Napoleon (60 mi. SE of Bismarck) fell into an easier way to hold its 800 residents together.  REUBEN’S RESTAURANT opened on November 30 -- a $500,000 gift to the town from local benefactor Reuben Wentz (93).  The building has amenities such as TV monitors and wireless mikes for presentations, and houses the Logan County economic development coordinator.  Makoti (145) also has a community cafe which reopened after a year -- the Minot Daily News enthused that people “will appreciate the food because Carlsten (the new cook) brings the cooking skills honed with his former employer” . . . Denny’s.

 

Angela Stott was born in Montpelier (south of Jamestown) in 1919; she died Angela Brennan 90 years later, still in Montpelier.  MUCH HAPPENED IN BETWEEN.  Angela married and outlived three husbands, had children and in her 50s received a degree in genealogy from NDSU.  She authored “Montpelier, The First Hundred Years” while keeping an eye on 42 great-grandchildren.  Another testimonial to the hardiness and initiative of ND women of her generation.

 

INDIANS AND DRUGS are one of the most vexing crime problems in the upper Great Plains.  Jurisdictional confusion and weak law enforcement on the reservations are among the main problems.  The U.S. Attorney’s office in Fargo is wrapping up a massive prosecution of drug gangs at the Turtle Mt. Reservation and three dozen suspects have just been arrested at Montana’s Ft. Peck Reservation (about 100 miles west of Williston).  The Three Affiliated Tribes at the Ft.

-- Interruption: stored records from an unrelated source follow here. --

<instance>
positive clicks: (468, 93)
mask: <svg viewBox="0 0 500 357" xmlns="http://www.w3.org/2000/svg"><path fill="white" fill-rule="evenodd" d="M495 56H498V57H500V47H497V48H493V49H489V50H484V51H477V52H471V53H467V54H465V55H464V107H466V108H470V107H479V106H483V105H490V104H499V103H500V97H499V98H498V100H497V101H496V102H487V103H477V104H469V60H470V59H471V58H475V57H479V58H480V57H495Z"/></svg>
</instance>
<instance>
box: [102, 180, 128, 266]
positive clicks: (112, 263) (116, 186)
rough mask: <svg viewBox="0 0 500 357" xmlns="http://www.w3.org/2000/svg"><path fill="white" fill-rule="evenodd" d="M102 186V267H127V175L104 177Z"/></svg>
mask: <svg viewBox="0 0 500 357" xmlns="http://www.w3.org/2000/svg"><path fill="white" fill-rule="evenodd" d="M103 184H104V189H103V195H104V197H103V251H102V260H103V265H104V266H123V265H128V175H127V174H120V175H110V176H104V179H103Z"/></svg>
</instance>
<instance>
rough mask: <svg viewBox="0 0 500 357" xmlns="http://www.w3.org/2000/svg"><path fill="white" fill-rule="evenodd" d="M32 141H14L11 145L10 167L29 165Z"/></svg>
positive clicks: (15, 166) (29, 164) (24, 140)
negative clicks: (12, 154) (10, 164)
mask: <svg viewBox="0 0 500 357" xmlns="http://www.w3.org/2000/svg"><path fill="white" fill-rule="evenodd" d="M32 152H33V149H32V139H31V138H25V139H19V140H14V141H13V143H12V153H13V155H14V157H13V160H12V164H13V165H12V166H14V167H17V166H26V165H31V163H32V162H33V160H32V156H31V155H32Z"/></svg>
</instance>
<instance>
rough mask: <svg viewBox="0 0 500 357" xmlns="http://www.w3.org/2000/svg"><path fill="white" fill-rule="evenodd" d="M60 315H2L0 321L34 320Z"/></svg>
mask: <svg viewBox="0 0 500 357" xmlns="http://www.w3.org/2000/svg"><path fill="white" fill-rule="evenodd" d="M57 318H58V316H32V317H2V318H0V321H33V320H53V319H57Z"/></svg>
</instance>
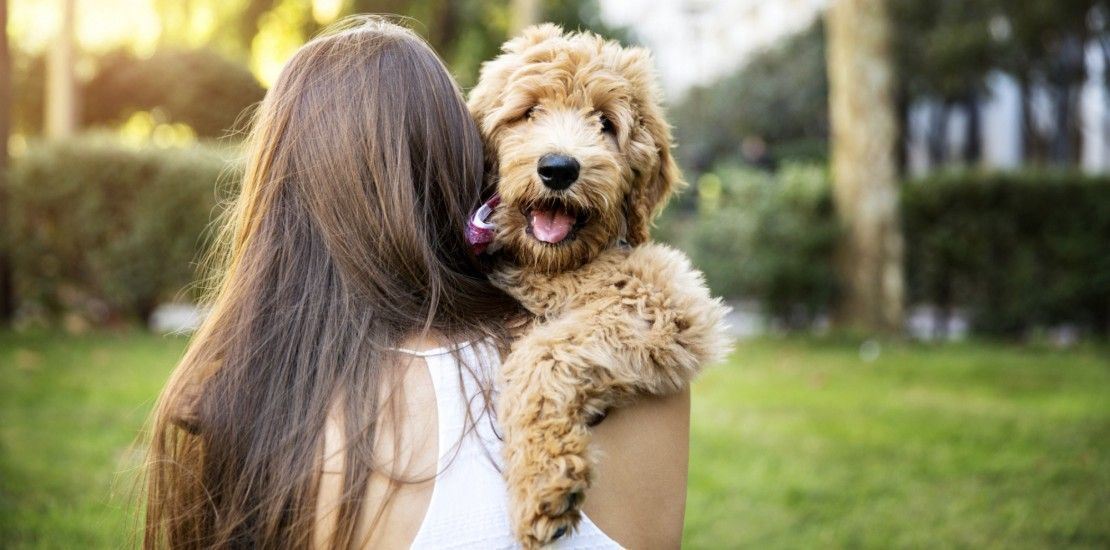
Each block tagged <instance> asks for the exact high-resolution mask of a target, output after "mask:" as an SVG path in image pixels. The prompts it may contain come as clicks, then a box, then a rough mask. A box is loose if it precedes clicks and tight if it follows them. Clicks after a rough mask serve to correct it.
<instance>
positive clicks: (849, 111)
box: [827, 0, 905, 333]
mask: <svg viewBox="0 0 1110 550" xmlns="http://www.w3.org/2000/svg"><path fill="white" fill-rule="evenodd" d="M827 17H828V19H827V24H828V70H829V113H830V121H831V162H833V197H834V202H835V206H836V212H837V217H838V218H839V221H840V224H841V229H842V231H844V236H842V237H841V242H840V246H839V250H838V254H837V268H838V271H839V274H840V282H841V288H840V290H841V298H840V303H839V307H838V310H837V311H836V319H837V321H838V323H839V324H841V326H846V327H849V328H858V329H864V330H868V331H874V332H886V333H895V332H899V331H900V330H901V324H902V300H904V297H902V294H904V283H905V281H904V274H902V236H901V226H900V223H899V216H898V207H899V203H898V182H897V173H896V166H895V147H897V143H896V140H897V123H896V121H895V104H894V102H895V98H894V88H895V87H894V84H895V82H894V79H895V74H894V70H892V67H891V62H890V22H889V20H888V18H887V11H886V4H885V2H884V1H882V0H839V1H837V2H834V3H833V4H831V7H830V8H829V11H828V16H827Z"/></svg>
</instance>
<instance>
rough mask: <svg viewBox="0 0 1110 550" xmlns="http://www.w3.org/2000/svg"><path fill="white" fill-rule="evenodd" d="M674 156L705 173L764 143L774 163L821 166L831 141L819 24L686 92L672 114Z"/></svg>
mask: <svg viewBox="0 0 1110 550" xmlns="http://www.w3.org/2000/svg"><path fill="white" fill-rule="evenodd" d="M672 117H673V121H674V123H675V132H676V141H677V142H678V143H679V147H678V149H677V153H678V156H679V160H680V161H682V162H683V166H684V167H685V168H686V169H687V170H690V171H693V172H694V173H700V172H705V171H707V170H709V169H710V168H712V167H713V166H714V164H717V163H719V162H722V161H725V160H726V159H737V160H746V161H750V160H754V159H741V158H740V152H741V151H740V143H743V142H744V141H745V140H746V139H747V140H751V139H756V138H757V139H759V140H763V141H764V142H765V143H766V147H767V149H768V154H770V156H771V157H773V158H775V159H781V158H784V157H787V158H789V159H799V158H800V159H804V160H824V158H825V156H826V152H825V149H826V146H825V142H826V140H827V139H828V78H827V74H826V70H825V30H824V24H823V22H821V21H820V20H818V21H815V22H814V24H811V26H810V27H809V28H808V29H806V30H805V31H803V32H800V33H798V34H795V36H793V37H789V38H787V39H785V40H784V41H783V42H781V43H779V44H778V46H775V47H773V48H770V49H768V50H766V51H764V52H761V53H758V54H756V56H755V57H753V58H751V60H750V61H749V62H748V63H746V64H745V66H744V67H741V68H740V69H739V70H738V71H736V72H735V73H733V74H731V76H729V77H726V78H724V79H722V80H719V81H717V82H715V83H713V84H709V86H706V87H700V88H695V89H693V90H690V91H688V92H687V94H686V96H685V97H684V98H683V100H682V101H680V102H678V103H677V104H676V106H675V107H674V109H672Z"/></svg>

Berthold Reservation are seeking a federal grant, mainly to control drug-related crimes.

 

“O, what a tangled web we weave . . .”  Gary Tharaldson (one of ND’s richest investors), Brad Scott (a Bismarck financial advisor) and the Bank of North Dakota are all involved with ManhattanWest, a failed $350 million Las Vegas real estate project.  Tharoldson is being sued by an Oklahoma bank, he is suing Scott, and the Bank of ND is one of 29 banks that may try to make Tharoldson honor a $110 million guarantee to an investment pool.  The ND bank has $15 million in the pool.  This is BIG FINANCIAL STUFF FOR ND.  The federal court in Bismarck is allowing the suit against Tharoldson to go forward and, absent a settlement, the complex issues could take years to unwind.

 

ND’s mountain lion population is steadily growing.  The state has a limited annual hunt, principally, to gather more data about LION POPULATIONS in the state.  In late November, the Game and Fish Department killed a 100-pound lion in Bismarck -- the first time a cougar was taken out in city limits anywhere in the state.

 

Minnewaukan (300) held a special election electing a new mayor and city council member.  The GF Herald reported the “election ends a fiery chapter in Minnewaukan civic history that was prompted by City Council’s firing in July of longtime city employee Verdeen Backstrom.”  That got my attention -- WHAT SPARKED THE FIERY CHAPTER?  Answer, Backstrom allegedly swore at one of the council members.  Relief all around -- another scandal put to rest.

 

Sometimes, politicians are too eager to get favorable publicity.  ND Public Service Commissioner Kevin Cramer moved quickly when he learned that Minnesota’s Xcel Energy leased aircraft.  His clear implication was that corporate aircraft are inherently wasteful.  He wanted to know how much Xcel customers in ND were charged for the planes  -- the amount was not significant.  To its credit, the Fargo Forum pointed out that CORPORATE AIRCRAFT, properly used, increase efficiency.  The Forum should know -- Forum Communications also has a plane.

 

Prosperity does not necessarily lead to well-being.  A county level study found that half the rural counties in Illinois, Indiana and Iowa were more prosperous than the nation as a whole.  Nearly half the counties in ND scored equally well.  But a separate study, focusing on well-being, found the above states to be average or below.  ND RANKED #28 IN WELL-BEING.  On average, well-being was highest in Mountain and West Coast states.  Mississippi, Kentucky and W. Virginia managed to be near the bottom in both studies (they were also exceedingly neurotic).  Utah, not an especially prosperous state, led the nation in its sense of well-being and had a boringly low level of neuroticism.